To control for multiple comparisons, q values (qup and qdown) were calculated in a process similar to the one described above. The five sample labels (wild type and Irs1, -2, -3 and -4 knockout) were randomly permuted 100 times. The genes were subjected to the same Bartholemew’s test each time, and qup and qdown were computed as the ratio of the number of false positives that we would expect over the total number of significant genes if the gene were called significant. We plotted qup and qdown versus the number of significant genes if each q value were used as the threshold, and chose the region qup and qdown < 0.03, which corresponds to pup < 0.27 and pdown < 0.47 (see Supplementary Information, Fig. S1). The qup and qdown values for significant genes are reported in the Supplementary Information, Table S1.

All permutation was done by assigning each sample label to be permuted a random number from a uniform distribution, and sorting by this number to shuffle those labels.

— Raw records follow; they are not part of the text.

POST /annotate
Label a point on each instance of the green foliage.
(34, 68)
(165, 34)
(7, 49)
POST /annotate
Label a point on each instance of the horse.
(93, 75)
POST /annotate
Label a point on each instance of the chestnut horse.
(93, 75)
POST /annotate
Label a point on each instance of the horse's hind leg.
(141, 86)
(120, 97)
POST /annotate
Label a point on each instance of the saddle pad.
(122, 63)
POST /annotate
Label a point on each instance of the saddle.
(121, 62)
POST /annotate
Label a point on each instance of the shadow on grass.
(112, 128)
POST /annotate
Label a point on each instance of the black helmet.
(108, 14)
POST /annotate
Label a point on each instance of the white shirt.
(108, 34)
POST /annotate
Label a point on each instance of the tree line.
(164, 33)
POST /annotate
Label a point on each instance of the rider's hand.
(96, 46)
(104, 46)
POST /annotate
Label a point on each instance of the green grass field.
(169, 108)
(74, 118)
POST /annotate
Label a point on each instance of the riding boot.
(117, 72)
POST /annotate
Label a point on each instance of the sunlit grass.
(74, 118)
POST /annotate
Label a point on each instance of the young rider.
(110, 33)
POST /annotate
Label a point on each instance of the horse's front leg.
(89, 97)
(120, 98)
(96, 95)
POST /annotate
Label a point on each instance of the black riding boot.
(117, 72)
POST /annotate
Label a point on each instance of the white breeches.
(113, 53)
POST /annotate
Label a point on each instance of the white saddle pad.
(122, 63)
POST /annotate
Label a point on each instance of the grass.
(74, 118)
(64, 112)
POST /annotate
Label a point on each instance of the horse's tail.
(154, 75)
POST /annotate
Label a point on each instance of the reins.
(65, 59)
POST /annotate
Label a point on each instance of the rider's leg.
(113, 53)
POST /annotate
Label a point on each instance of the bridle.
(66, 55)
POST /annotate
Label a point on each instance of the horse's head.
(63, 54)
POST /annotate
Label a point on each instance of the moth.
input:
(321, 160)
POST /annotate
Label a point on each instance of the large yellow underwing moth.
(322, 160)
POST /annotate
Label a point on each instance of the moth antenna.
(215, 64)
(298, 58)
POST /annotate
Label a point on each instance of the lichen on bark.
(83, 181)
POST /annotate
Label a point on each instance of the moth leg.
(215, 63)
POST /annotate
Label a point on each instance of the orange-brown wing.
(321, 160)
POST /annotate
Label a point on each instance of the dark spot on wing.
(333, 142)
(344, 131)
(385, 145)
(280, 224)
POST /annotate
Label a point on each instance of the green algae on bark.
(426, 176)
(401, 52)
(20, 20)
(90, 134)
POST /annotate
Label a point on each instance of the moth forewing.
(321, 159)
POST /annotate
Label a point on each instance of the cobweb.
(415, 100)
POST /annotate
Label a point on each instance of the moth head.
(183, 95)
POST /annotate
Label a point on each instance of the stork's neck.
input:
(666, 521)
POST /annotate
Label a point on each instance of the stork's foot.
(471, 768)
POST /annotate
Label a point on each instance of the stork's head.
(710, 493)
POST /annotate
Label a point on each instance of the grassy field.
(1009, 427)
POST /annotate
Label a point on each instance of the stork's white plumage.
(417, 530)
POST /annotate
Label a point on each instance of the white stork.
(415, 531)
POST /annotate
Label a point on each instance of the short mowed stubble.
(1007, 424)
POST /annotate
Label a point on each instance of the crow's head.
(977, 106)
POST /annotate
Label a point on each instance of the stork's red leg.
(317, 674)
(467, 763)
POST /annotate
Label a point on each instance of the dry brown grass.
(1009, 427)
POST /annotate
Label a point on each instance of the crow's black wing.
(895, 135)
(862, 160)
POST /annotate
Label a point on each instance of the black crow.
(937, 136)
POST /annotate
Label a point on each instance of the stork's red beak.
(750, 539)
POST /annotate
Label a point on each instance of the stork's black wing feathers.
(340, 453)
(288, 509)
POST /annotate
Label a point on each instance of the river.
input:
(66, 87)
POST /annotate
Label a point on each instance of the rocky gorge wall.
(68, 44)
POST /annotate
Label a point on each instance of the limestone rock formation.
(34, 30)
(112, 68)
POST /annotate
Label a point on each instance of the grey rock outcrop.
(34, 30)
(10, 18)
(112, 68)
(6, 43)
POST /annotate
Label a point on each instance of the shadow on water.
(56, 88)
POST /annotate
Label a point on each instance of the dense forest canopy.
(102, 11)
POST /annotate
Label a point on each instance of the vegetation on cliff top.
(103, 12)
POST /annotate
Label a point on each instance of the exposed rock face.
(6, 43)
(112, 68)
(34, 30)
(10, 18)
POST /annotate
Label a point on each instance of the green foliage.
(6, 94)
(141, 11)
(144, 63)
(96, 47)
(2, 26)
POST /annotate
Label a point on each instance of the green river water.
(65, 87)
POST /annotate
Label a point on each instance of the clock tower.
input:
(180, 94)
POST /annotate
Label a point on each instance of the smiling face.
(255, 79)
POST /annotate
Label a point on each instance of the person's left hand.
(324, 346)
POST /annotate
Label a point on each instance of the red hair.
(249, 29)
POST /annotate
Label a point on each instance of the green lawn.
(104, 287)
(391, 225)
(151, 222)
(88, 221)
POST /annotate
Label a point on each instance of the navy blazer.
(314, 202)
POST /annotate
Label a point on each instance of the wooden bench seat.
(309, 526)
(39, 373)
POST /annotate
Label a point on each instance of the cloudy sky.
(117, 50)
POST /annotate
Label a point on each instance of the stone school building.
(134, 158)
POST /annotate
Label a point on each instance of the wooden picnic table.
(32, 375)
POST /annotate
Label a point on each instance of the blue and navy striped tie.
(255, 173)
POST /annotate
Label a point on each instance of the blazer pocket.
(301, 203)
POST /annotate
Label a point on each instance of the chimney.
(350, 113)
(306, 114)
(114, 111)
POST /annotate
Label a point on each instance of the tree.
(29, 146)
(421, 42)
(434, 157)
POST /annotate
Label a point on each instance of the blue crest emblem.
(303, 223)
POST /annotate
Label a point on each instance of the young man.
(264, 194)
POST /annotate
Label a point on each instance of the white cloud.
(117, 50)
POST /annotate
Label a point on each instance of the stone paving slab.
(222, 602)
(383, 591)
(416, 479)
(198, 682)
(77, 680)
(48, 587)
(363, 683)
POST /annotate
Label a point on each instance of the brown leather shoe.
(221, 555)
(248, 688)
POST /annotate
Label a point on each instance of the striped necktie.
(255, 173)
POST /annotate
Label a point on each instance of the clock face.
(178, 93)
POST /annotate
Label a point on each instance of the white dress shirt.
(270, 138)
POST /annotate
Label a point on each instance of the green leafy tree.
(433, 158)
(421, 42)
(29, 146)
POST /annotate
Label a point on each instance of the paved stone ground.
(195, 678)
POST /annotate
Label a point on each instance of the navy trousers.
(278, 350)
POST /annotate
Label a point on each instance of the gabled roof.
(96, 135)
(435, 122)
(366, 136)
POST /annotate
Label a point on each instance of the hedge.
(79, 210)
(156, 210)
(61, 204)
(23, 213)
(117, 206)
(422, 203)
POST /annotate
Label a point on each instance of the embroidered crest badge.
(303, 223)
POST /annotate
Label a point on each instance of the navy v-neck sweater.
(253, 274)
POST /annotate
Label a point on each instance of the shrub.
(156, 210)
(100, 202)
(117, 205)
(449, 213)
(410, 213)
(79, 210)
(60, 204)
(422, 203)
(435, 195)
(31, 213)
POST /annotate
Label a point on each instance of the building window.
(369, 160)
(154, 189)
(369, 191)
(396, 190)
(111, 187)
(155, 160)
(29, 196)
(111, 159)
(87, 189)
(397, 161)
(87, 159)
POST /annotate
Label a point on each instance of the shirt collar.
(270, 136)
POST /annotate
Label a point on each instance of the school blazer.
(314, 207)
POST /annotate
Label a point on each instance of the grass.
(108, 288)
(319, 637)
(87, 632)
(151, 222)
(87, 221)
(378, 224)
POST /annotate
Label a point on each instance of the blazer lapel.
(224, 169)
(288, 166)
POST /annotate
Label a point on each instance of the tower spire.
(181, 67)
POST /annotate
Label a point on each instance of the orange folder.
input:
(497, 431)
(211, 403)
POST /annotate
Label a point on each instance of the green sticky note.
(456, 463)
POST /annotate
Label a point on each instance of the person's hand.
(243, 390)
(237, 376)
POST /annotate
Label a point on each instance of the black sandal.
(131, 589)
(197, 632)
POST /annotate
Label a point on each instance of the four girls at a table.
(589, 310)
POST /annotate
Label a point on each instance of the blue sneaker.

Eighteen genes were selected for Q-RT–PCR validation (see below) on the basis of pirs value or biological interests. Of these, 11 genes show concordant (that is, same direction) and significant changes (61.1%). In the remaining seven selected genes, expression of four genes was still concordant with the array data. Thus, a total of 15 out of the 18 genes that were assessed (83.3%) showed concordant changes in Q-RT–PCR and the microarray analysis.

Q-RT-PCR analysis. cDNA was prepared from 1 µg of RNA using the Advantage RTEPCR kit (BD Biosciences, Palo Alto, CA) according to the manufacturer’s instructions. Five microlitres of cDNA were used in a 40 µl PCR reaction (SYBR Green, PE Biosystems, Foster City, CA) containing primers at a concentration of 300 nM each. PCR reactions were run in triplicate and were quantified in the ABI Prism 7700 Sequence Detection System. Results were expressed as arbitrary mRNA units. Sequences of primers used in this study are available upon request.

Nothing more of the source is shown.